A casa era a imagem evidente da
decadência. Mas estava lá, afrontando o tempo. Todo o conjunto inclinava-se
como se estivesse a desabar. Fendas abriam-se acima e abaixo resultantes da
perda do prumo. Os filhos se tinham ido dali à procura de trabalho. A velha
Lili estava há anos habitando a colina dos ausentes de sob a lápide fria. Não
tinha reservas nem condições físicas para manter uma vaca para o leite, uma
galinha para um ovo, um leitão para carne. Vivia ali, sabe-se lá de quê.
Mirrava, colhendo o sol débil das manhãs de inverno, sempre à mesma soleira,
isolado como ninguém, naquele ermo, distante de tudo. Nos verões ardentes, a
centenária figueira acolhia-o sob o galharedo farto e refrescante.
Acontece que um passante notou.
Outro falou no armazém. Os do ônibus observaram. O caminhão coletor do leite
também. E foram ver. Estava rígido como um salame velho. Estendido no chão da
sala. Ninguém sabe desde quando. E o
velório. Enterro. Gente. Falas. Fim.
E lá ficou a tapera. Nada que
interessasse a ninguém. A velha figueira abandonada. O mato apagou o caminho da
porta, da porteira e da estrada. Sem mais, em pouquíssimo tempo, a casa ruiu.
Foi-se integrando à natureza.

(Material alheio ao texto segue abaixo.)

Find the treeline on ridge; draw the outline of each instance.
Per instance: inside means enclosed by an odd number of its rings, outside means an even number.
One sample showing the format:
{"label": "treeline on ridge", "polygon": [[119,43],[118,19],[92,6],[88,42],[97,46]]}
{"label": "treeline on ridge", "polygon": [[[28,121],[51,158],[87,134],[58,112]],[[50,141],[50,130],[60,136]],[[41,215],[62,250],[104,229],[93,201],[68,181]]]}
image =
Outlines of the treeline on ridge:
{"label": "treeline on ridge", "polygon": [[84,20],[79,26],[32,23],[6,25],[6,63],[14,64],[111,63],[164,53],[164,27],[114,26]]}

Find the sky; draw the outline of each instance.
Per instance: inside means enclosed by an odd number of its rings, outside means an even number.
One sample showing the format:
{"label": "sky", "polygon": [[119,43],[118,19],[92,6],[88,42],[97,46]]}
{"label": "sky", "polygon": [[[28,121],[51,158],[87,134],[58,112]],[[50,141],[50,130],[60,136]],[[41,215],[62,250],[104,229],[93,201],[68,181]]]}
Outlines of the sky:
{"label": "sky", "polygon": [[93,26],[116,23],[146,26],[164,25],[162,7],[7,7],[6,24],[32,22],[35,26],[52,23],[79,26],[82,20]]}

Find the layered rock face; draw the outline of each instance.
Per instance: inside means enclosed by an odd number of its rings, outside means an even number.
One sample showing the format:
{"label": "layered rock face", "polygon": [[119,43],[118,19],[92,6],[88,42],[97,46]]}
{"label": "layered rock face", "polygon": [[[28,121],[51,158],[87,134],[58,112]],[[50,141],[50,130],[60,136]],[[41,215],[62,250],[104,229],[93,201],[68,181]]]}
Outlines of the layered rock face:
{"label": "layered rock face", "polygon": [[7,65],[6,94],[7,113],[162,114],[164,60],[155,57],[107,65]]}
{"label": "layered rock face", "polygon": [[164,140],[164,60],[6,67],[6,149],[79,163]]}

Os cupins as madeiras, a umidade os tijolos e
telhas, tudo as forças invisíveis corroeram. Aos poucos, nada restou. Somente o
observador atento descobrirá vestígios que o tempo apagará completamente.
Mas enquanto alguém está sob o
teto, tudo se mantém em seu lugar. Há a presença de uma energia que sustém as
velhas residências, mesmo sob condições adversas. É o poderoso espírito da casa,
que provém do âmago das entranhas da vida. Não há explicações. Simplesmente é.